We ate sandwiches and drank milk out of heavy white mugs that had circular coffee stains in the bottom. Periodically, he gave me a new course to steer and I watched the compass and turned the adjustments on the automatic pilot to match the numbers that he gave me. We were moving to the southwest now. The mountains came down steeply to the beach and as the thin fall light began to fail, the forests appeared thick and textured like the folded robes of a sitting monk. A thin trail of diesel exhaust spindled out behind us and dissipated with the long wake of the vessel, stretching in the widening V.

It was dark by the time we finished setting the anchor in Prophet Cove. On the outline of the shore I could make out the haze of alder branches and leaves scattered on the tufted beach fringe. After setting the anchor Walt turned off the engine; the quiet at first rushed into my ears and then spread out across the water. On shore there was a slight swell, and the rocks hissed as it broke gently on the beach. Walt lit a kerosene lamp and turned off the two electric bulbs near the lower berths. I stood on deck and peed out into the water. Two mergansers paddled by: watchful—watchful—their bills darting like an ant’s antenna, and I could see the white head of an eagle perched on the low overhanging branch of an alder tree.

Set in from the beach fringe, the mountain rose up and appeared almost black in the wild tangle of barren salmonberry brambles and overgrown mossy rootwads. I could make out the pale fallen leaves of the devil’s club. They were damp and matted against the mossy floor. There was one ancient alder tree that must have been four feet at the base, whose trunk went two hundred feet up and spread in silhouette against the steep wall of the mountain rising. Its major limbs arched up from the point where they split from the trunk, arched up severely in the gesture of a child being held forcefully by the wrists. The smaller limbs were a wild tangle of fingers that spread out and down toward the black mirror of the water. At the base of this tree I could see a vague shape of a straight line and then the intersection that formed a right angle. In the center I saw four ghostly white rectangles floating in an unnatural form. Then I saw the jagged straightness of steps and I recognized the cabin where Louis Victor had been murdered.

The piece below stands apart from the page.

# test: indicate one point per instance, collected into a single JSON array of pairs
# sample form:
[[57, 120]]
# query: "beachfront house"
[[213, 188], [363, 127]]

The mergansers eased past again, worked their way down the hull of the Oso, nudging along the waterline, then past the stern and out of sight. As I zipped up my pants, I could hear their squeaking exhalations and the wet beating of wing’s as they gained speed and flew.

I remembered Eli Hall, who murdered his girlfriend down in Craig. They had been drinking and he stabbed her in the chest. When he came to in the morning he loaded her body in a skiff and took it around the corner to one of his favorite crabbing spots and dumped it over the side. He knew it must have been two hundred feet deep. He slung her over the side and she sank about four feet below his skiff and then held there, neutrally buoyant. She was facedown, drifting as if on a meat hook, her gingham housedress moving slightly like a sea anemone caught in the light. When he reached with his oar and poked her, she rolled and the air escaped her lungs like a bellow and she sank in a swirling garland of bubbles and tentacles of light brown hair falling away. As he sat in jail he told me he didn’t care how much time he got, he just wanted that picture of her sinking beneath his skiff out of his head.

Murder is about the death of memory. I had forgotten that, until I saw the little cabin in the tangle of the mountain. More than two years ago Louis Victor had lead driven through his skull and everything he knew spilt out of him into the ground and was lost. What I had investigated so far was the faint heat of that explosion, but here, now, I was at ground zero. I was in place, if not in time, and I had to dig the ground for whatever memory was left. All I had was my fuzzy senses, a man I at least half trusted, and the story of a woman who had married a bear.